As the number of COVID-19 cases across the country continues to skyrocket, some older Americans may need to consider what this means for their retirement plans.
Approximately 4 million workers age 55 to 70 are expected to be forced into early retirement due to the COVID-19 pandemic, according to a report from the Retirement Equity Lab at The New School. This could be particularly concerning to older workers if the U.S. faces another shutdown, which could lead to another round of mass layoffs.
While the future may be uncertain, there are a few things you can do to prepare just in case you do end up retiring earlier than you'd expected.
1. Continue investing
To say that the stock market has been volatile this year would be the understatement of the century, but that doesn't mean you shouldn't keep investing.
Right now is a crucial time to continue saving for retirement, because you may not know how much time you have left before you retire. If you put off saving and then lose your job, you might regret not investing when you had the chance.
That said, it's important to invest wisely. As you get older, it's a good idea to adjust your asset allocation so that your portfolio leans more conservatively. Allocating the vast majority of your portfolio toward stocks can be incredibly risky when you're close to retirement, especially when the market is volatile. Instead, allocating more of your savings toward bonds and other "safer" investments can protect your money as much as possible.
2. Build an emergency fund
An emergency fund is critical at any stage in life, but it's especially important if you might be retiring soon. Having at least three to six months' worth of savings can help you avoid withdrawing more than you should from your retirement fund, which will ensure your savings last longer.
In addition, it's wise to avoid withdrawing your retirement savings during a market downturn, because that means you're selling your investments when stock prices are lower. If the market does take a turn for the worse after you retire, tapping your emergency savings can give your retirement investments more time to recover.
3. Think about picking up a side hustle
If you can swing it, picking up a side gig can boost your income in retirement. The good news is that with so many companies taking advantage of remote work during the pandemic, it may be easier to find a job you can perform from home.
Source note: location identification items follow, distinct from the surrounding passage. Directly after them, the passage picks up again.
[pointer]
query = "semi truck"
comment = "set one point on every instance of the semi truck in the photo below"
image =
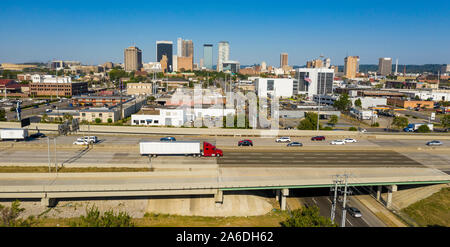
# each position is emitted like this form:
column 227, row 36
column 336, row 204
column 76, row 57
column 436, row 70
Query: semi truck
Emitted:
column 187, row 148
column 414, row 126
column 13, row 134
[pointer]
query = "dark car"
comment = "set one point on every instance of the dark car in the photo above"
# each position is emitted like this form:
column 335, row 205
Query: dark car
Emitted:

Even if you're not retired yet but simply want some extra cash to pad your savings, picking up a side hustle can be a wise move. Finding another source of income is never a bad idea, but it's especially smart if you're worried about potentially losing your job.
4. Consider claiming Social Security benefits
You're eligible to begin claiming Social Security benefits once you turn 62 years old. While there are advantages to delaying benefits, sometimes claiming as early as possible can be a smart move as well.
If you lose your job unexpectedly in your early 60s and your savings aren't as robust as you'd hoped they would be, Social Security benefits can help bridge the gap between what you have saved and what you need to pay the bills. Keep in mind that your monthly payments will be smaller the earlier you begin claiming, but if you retire early and it's tough to make ends meet, claiming early might be a smart move.
Nobody knows what the future holds or how long this pandemic will last. While there's a chance you may not have much of a choice in when you retire, you can take control of the situation by preparing the best you can.